Take NBC's "Friends," first up during the family hour every Thursday night. In one plot, Monica is disturbed that she found her husband Chandler "molesting himself" to a shark attack show. "Yes, Chandler watches shark porn." Later, Chandler reassures her he was switching channels from "some good old-fashioned American girl-on-girl action," and Monica replies, "Can I tell you how happy that makes me?"
An hour later on Thursday nights, "Will and Grace" is routinely pumped with sexual metaphors, including masturbation. In one show, flighty Karen explained why she was late: "You have to talk to that shower head. He got a little fresh. I had to put him in his place. Well, my place." NBC's "Third Watch" has a character named Bosco who regularly greets thuggish people as "jag-off" or a "sad piece of jag-off."
It's not just NBC. On ABC's "Drew Carey Show," scary Mimi is hunting for a corporate spy in the office. "First I thought it was Doug here. He's always looking guilty, sneaking off to the stairwell.

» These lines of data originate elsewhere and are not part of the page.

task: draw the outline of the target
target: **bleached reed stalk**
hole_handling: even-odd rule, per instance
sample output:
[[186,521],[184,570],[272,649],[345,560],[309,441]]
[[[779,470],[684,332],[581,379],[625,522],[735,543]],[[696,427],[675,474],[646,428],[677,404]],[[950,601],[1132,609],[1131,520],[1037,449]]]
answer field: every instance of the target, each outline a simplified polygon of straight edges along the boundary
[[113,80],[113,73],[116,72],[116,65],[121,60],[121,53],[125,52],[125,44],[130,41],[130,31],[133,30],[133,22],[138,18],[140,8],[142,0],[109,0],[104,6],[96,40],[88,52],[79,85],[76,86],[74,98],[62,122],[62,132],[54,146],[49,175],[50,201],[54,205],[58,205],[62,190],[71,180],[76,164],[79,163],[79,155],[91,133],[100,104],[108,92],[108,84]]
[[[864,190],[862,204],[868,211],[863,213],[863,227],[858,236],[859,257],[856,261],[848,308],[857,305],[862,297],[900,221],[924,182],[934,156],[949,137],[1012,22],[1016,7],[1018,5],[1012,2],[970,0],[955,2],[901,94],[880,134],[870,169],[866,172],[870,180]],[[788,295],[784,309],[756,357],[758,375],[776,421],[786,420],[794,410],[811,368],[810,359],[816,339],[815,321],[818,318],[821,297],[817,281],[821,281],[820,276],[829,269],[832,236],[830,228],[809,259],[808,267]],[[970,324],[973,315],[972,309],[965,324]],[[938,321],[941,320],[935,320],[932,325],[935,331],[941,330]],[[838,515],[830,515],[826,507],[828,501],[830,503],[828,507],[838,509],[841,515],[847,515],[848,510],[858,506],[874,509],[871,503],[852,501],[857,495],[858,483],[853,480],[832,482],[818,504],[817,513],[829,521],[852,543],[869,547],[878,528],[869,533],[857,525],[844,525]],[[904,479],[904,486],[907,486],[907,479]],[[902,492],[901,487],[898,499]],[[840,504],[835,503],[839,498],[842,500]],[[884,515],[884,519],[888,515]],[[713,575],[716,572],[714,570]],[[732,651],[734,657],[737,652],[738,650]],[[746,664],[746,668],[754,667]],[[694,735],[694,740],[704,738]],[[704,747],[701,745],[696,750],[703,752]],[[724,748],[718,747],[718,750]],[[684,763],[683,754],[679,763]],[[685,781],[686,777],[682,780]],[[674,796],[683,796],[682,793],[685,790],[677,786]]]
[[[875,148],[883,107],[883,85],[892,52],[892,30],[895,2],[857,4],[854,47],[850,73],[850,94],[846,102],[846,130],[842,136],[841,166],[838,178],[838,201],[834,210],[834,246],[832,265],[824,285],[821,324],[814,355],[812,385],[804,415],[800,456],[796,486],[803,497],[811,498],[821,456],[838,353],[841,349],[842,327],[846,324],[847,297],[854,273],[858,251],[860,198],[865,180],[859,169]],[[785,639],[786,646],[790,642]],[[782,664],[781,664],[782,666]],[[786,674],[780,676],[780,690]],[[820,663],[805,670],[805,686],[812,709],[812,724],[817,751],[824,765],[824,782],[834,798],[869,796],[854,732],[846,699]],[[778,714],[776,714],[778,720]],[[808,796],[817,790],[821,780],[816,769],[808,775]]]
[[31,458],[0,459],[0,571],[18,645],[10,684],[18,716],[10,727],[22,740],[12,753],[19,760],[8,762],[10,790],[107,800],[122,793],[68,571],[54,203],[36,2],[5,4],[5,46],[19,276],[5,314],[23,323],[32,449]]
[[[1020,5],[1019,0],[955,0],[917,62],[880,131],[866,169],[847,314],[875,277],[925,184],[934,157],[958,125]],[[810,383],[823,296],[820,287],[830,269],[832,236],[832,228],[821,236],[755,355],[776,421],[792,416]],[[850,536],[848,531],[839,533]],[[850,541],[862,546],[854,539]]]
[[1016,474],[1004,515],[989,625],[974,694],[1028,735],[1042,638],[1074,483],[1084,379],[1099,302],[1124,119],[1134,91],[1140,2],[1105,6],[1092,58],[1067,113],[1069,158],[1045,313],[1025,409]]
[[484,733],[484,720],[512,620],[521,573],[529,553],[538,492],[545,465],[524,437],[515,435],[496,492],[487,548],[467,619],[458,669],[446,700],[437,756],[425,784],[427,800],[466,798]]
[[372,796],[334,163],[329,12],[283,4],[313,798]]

But it turns out he's just a compulsive masturbator." A "C.S.I." plot on CBS featured a peeping-Tom murder suspect. One detective claimed the suspect's low sperm count suggests "excessive masturbation," and another says "Yeah, you'd know it, Spanky." The WB network has a sitcom, "Grounded for Life," with a running gag about their teenage son always heading to the bathroom with a Cosmopolitan magazine. Always-classy Fox's show on "Funniest Animal Outtakes" featured a dog pleasuring himself on a child's toy rocking horse. And if this flood of references isn't enough for you, try watching cable TV.

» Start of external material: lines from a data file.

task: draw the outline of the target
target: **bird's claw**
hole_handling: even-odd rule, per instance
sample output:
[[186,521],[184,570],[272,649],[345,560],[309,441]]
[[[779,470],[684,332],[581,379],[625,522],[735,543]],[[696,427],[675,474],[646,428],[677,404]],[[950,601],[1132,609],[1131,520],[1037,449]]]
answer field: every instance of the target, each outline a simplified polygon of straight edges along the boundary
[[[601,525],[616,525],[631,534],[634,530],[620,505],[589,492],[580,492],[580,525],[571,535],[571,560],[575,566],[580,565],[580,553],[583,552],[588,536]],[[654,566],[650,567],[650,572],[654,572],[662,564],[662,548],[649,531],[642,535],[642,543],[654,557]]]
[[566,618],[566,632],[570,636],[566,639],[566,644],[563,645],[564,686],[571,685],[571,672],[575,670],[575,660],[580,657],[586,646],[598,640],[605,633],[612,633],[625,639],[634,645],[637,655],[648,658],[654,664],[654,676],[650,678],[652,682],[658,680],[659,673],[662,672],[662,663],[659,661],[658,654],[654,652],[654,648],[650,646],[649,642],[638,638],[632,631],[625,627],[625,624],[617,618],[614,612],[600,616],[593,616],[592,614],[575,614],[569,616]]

It's impossible not to be pessimistic and predict that the filth on TV will continue to trickle down like acid on the rest of the popular culture until there are few unsexualized corners where children might hide. In the "Doonesbury" dispute, Trudeau said he understood that certain words are still unacceptable in a family newspaper, but he hinted this outbreak of community standards may be the last: "It's a 'South Park' world now, and younger readers are unlikely to be shocked or confused by anything they find in 'Doonesbury.'"
Thanks, Hollywood. Even the funnies aren't going to be safe for children any more.